In certain embodiments, the setup can start from a single energetic chirped pump pulse after an amplifier (stretched in time from femtosecond duration to few hundred picoseconds or even a nanosecond) with a high (up to the Joule level) pulse energy. A small portion of this chirped pulse serves as a pump for the subharmonic optical parametric generator (OPG) that generates an output at the center frequency ω/2 which has the same sign of the chirp as the pump with the chirp value (dω/dτ, where τ is the time in the moving frame) of half of that of the pump. This pulse serves as a seed for the chirped CSOPA. The pulse can be overlapped (in time and space) with the intense chirped pump pulse at ω in the beam combiner and the combined beam can be directed to the nonlinear crystal where the ω/2 seed can be parametrically amplified to achieve an intense subharmonic with high (e.g., greater than 50%) conversion efficiency. Similar to certain previously disclosed embodiments, it can be an efficient process since at any given moment of time τ in the moving frame of coordinated, the instantaneous frequency of the pump pulse ω(τ) can be matched in terms of its absolute phase to its subharmonic ω(τ)/2. The length of the CSOPA crystal can be chosen in such a way that the condition of phase matching can be satisfied over the entire bandwidth of the pump pulse (phase matching bandwidth can be inversely proportional to the length of the crystal). The phase relation from Eq. (2) can be satisfied through the whole length of the interacting chirped pulses because of (i) the proper fine adjustment of the mutual delay between the pulses and (ii) the fact that the seed pulse can be produced via subharmonic generation and has the same chirp as the pump pulse (scaled down by a factor of 2). Certain embodiments can also use a compressor, e.g., based on two diffraction gratings, where long-wavelength components travel a larger distance than the short-wavelength components, to compress the half-harmonic pulses to their bandwidth-limited femtosecond-scale pulse duration. The sign of chirp can be positive or negative, for example.

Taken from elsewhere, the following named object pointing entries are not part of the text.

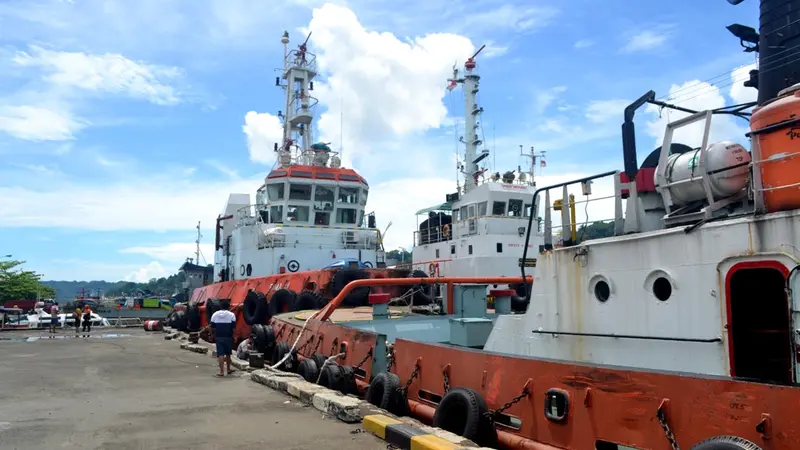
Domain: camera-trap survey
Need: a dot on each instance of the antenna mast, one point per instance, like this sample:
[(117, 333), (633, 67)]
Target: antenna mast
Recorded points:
[(533, 156), (470, 81)]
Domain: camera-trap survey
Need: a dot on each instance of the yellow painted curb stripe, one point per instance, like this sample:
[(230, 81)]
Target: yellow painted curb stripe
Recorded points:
[(432, 442), (377, 424)]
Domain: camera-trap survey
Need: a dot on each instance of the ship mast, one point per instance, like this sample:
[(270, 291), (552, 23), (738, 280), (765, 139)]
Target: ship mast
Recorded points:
[(299, 70), (470, 83)]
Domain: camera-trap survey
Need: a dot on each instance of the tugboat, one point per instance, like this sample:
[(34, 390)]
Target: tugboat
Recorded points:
[(480, 228), (659, 337)]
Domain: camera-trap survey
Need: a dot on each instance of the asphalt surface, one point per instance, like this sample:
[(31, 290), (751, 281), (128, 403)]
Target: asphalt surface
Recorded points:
[(134, 390)]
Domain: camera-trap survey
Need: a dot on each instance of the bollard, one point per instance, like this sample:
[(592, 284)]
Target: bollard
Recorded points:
[(257, 360), (502, 300), (380, 305)]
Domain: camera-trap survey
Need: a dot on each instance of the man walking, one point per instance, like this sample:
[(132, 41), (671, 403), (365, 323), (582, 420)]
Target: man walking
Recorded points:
[(223, 322)]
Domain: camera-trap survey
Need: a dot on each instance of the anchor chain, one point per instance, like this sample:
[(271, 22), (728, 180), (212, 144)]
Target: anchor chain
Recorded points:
[(490, 415), (366, 357), (662, 419)]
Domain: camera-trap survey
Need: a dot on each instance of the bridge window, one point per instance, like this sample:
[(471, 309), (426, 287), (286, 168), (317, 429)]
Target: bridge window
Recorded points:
[(297, 213), (498, 208), (275, 191), (346, 215), (322, 218), (276, 214), (300, 192), (323, 198), (348, 195)]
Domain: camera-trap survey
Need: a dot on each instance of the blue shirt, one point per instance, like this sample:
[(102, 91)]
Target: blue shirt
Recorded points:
[(223, 322)]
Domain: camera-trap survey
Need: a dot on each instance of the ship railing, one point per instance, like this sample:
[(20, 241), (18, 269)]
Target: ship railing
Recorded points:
[(303, 60), (571, 231)]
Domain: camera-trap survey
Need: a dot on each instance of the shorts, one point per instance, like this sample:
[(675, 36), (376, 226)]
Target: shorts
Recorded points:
[(224, 346)]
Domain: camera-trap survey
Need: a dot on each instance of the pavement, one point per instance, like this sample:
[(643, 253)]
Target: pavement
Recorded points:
[(129, 389)]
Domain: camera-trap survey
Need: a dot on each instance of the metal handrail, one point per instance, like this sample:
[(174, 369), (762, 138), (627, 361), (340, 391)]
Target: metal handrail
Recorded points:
[(326, 312)]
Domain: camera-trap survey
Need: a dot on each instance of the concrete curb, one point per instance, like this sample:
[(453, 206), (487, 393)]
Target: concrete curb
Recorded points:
[(402, 434)]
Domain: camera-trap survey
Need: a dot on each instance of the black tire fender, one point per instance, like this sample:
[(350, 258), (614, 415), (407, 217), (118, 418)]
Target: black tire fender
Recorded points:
[(320, 359), (212, 306), (384, 392), (281, 349), (463, 411), (281, 301), (308, 370), (725, 443), (330, 377)]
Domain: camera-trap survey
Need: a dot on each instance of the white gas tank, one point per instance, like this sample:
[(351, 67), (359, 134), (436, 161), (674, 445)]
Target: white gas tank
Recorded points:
[(719, 157)]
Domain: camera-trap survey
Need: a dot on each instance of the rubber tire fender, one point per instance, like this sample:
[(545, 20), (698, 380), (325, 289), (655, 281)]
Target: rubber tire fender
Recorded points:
[(306, 300), (725, 443), (308, 370), (264, 339), (281, 301), (423, 294), (330, 376), (384, 392), (462, 411), (281, 349), (358, 296), (348, 380), (212, 306), (320, 359), (254, 308)]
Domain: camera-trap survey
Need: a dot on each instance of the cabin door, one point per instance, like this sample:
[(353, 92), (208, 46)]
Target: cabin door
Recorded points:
[(760, 338)]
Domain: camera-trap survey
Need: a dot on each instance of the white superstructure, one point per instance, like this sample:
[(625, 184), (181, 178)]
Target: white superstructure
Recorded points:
[(480, 229), (310, 212)]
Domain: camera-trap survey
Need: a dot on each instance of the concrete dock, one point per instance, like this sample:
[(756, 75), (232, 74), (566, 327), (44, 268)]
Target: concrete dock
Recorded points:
[(128, 389)]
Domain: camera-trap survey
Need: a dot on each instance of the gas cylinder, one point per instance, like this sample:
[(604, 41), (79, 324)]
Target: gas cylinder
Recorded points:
[(726, 162), (778, 148)]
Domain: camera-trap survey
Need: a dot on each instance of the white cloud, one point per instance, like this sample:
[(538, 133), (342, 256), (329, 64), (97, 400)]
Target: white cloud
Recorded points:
[(36, 123), (510, 17), (106, 73), (389, 87), (703, 96), (646, 40), (739, 93), (600, 111), (175, 252), (544, 99), (148, 272), (263, 131)]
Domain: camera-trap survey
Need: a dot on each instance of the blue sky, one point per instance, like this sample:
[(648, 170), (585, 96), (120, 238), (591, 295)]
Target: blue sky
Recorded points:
[(123, 123)]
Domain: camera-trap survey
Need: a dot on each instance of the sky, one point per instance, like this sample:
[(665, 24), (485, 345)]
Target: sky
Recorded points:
[(123, 124)]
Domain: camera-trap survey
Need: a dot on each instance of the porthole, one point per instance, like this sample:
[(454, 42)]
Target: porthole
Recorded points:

Embodiments can produce intense long-wavelength MIR pulses from the chirped pump and with the seed pulse (ω/2) can be produced in a subharmonic OPG. Very high conversion efficiency can be expected in disclosed embodiments, e.g., due to the fact that: (i) all photons are recycled in this process and (ii) parametric process can be non-dissipative. In contrast to traditional OPAs/OPCPAs, the important feature of the CSOPA can be that the seed pulse at ω/2 and the pump pulse at ω must be mutually coherent in the sense that their relative phases are well correlated. This phase correlation can be achieved automatically in all three embodiments, since the ω/2 seed pulse can be created as a subharmonic of the main pulse at frequency ω via either in a subharmonic OPO or in an OPG. In addition to proper overlapping of the envelopes of the seed and the pump pulses (delay accuracy of about a few μm), the relative phase between the two pulses in the nonlinear crystal must be adjusted to ω/2 to fulfill the Equation (2), which translates to the sub-optical-cycle accuracy of the relative spatial delay between the pulses of about 10 nm, for example. This may be achieved using a delay line that involves a piezo actuator, for example.

Crystals that can be used for a CSOPA can include those with 2^ndorder nonlinearity (e.g., examples disclosed above). Embodiments can be suitable for various pumping sources (e.g., λ=1-10 μm) and the output center wavelength varying from about 2 to about 20 μm, for example. Any suitable spectral range is contemplated herein.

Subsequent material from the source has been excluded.